In my family, we sometimes like to enjoy Dutch oven classics of the past. My father will build a bonfire and pull out the pots. One will always be filled with a cobbler and the others a stew or some beans.
I've included a recipe for cobbler from dad's Boy Scouts days in Missouri, along with Cowgirl Stew a creation of mine that offers a spicy little kick. The frontier housewives didn't have a box of cake mix or other modern ingredients, but the recipes still honor the techniques of the past.
Jerry's Boy Scout Cobbler
1 large can of peaches
1 package of white cake mix
1 stick of margarine
Preheat the Dutch oven over your fire. Pour the whole can of peaches and juice into the pan. Add the dry cake mix on top of the peaches. Place several pieces of margarine on top and sprinkle cinnamon over all. Place the lid on the oven and bake for 30 to 45 minutes until cake is cooked through. If the cake seems to dry you can dribble about 1/2 cup of milk over the top and cook for another 10 minutes. Other fruits or pie fillings can be used.
2 slices bacon, diced
1 to 2 pounds stew meat, 1 inch pieces
1 tablespoon brown sugar
3 tablespoons barbecue meat rub, divided (I use Stanley's Famous Rib Rub)
3 tablespoons flour
1 onion, sliced
2 carrots, small dice
1 12-ounce ale style beer (I use Shiner Bock)
1 can diced tomatoes, with chipotle
1 cup beef broth
1 cup water
1 cup frozen peas, thawed
Salt and pepper, to taste
Place the meat in a large bowl.
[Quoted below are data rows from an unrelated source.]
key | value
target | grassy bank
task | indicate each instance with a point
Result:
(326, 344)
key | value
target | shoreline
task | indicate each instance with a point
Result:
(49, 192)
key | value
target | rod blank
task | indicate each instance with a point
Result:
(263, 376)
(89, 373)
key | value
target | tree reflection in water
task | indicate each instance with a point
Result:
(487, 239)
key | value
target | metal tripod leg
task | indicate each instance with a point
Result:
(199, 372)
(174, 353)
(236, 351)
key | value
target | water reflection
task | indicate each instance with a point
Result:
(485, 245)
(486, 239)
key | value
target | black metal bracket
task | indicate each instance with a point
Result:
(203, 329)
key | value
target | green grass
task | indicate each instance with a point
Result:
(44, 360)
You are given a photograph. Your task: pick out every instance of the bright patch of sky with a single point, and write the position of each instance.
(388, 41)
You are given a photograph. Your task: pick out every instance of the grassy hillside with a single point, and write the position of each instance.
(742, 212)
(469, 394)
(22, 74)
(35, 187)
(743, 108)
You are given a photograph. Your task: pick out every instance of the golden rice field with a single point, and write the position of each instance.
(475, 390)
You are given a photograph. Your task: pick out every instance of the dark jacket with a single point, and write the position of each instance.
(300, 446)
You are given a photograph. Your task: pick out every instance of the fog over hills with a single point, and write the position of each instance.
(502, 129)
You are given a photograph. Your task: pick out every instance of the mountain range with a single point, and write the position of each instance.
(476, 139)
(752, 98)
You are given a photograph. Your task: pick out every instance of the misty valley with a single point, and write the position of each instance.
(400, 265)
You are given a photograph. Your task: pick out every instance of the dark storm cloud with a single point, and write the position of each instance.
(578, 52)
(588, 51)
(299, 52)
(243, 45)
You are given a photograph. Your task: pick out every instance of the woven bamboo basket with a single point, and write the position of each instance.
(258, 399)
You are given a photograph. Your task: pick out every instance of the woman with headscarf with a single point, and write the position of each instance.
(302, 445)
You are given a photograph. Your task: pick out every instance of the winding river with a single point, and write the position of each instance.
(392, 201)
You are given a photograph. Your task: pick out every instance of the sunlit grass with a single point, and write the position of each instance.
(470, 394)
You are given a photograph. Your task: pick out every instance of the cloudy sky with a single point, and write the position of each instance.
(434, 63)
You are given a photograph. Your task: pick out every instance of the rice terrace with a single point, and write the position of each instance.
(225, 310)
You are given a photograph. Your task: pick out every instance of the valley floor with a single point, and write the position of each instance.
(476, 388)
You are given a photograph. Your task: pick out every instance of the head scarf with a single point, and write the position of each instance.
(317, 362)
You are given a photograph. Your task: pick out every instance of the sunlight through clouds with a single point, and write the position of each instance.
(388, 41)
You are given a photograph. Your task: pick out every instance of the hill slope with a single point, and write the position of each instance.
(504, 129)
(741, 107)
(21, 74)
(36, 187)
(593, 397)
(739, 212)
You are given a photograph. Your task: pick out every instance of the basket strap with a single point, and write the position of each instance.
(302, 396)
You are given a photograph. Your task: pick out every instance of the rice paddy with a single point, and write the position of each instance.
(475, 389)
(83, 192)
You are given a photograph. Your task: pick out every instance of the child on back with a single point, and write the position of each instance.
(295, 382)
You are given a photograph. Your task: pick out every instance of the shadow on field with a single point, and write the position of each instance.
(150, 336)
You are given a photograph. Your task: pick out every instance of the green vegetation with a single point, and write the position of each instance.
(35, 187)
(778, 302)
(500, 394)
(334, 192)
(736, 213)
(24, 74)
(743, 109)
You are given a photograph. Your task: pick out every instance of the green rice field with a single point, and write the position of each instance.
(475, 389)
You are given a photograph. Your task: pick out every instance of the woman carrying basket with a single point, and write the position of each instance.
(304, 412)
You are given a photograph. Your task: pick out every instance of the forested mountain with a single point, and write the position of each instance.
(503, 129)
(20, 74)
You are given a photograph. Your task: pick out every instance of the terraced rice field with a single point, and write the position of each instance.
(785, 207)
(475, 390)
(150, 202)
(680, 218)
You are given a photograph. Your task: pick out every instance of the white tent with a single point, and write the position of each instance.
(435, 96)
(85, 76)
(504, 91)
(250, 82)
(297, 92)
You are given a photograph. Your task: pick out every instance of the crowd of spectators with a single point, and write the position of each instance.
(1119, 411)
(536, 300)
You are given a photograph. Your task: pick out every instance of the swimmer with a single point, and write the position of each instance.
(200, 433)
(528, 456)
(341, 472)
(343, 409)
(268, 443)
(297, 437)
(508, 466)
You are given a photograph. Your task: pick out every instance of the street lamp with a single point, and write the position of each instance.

Add the brown sugar and two tablespoons of barbecue rub. Rub the seasoning in the meat and refrigerate for at least four hours or overnight. After the meat is ready, render the fat from the bacon over medium heat in a large cast iron Dutch oven. Remove the pieces of bacon and set aside while leaving the fat in the pan. While the fat is still hot add the meat and let it brown on both sides. Add the flour, onions and carrots and stir to combine. Pour in the beer and let it come to a boil and reduce by half. Add the tomatoes, broth, water, reserved bacon pieces and remaining tablespoon of meat rub. Stir to combine and bring to a boil. Reduce to a simmer, cover and cook over very low heat for about three hours or until the meat is fork tender. Watch the liquid level and add more water or broth, if necessary. Add the peas at the end of the cooking process and stir to warm through. Taste and add salt and pepper to season. Serve with thick-sliced toasted bread or rice. Note: This recipe can be made on the stove or in a Dutch oven over open-fire. Let your pot preheat over the coals before starting. To control your heat, reposition your coals and move the pot closer or further from the fire. Always use a hook and heavy-fire resistant work gloves when repositioning the pot. The diced tomatoes with chipotle add a slight, smoky heat to the stew. If you don't want this spice just use a can of plain, diced tomatoes.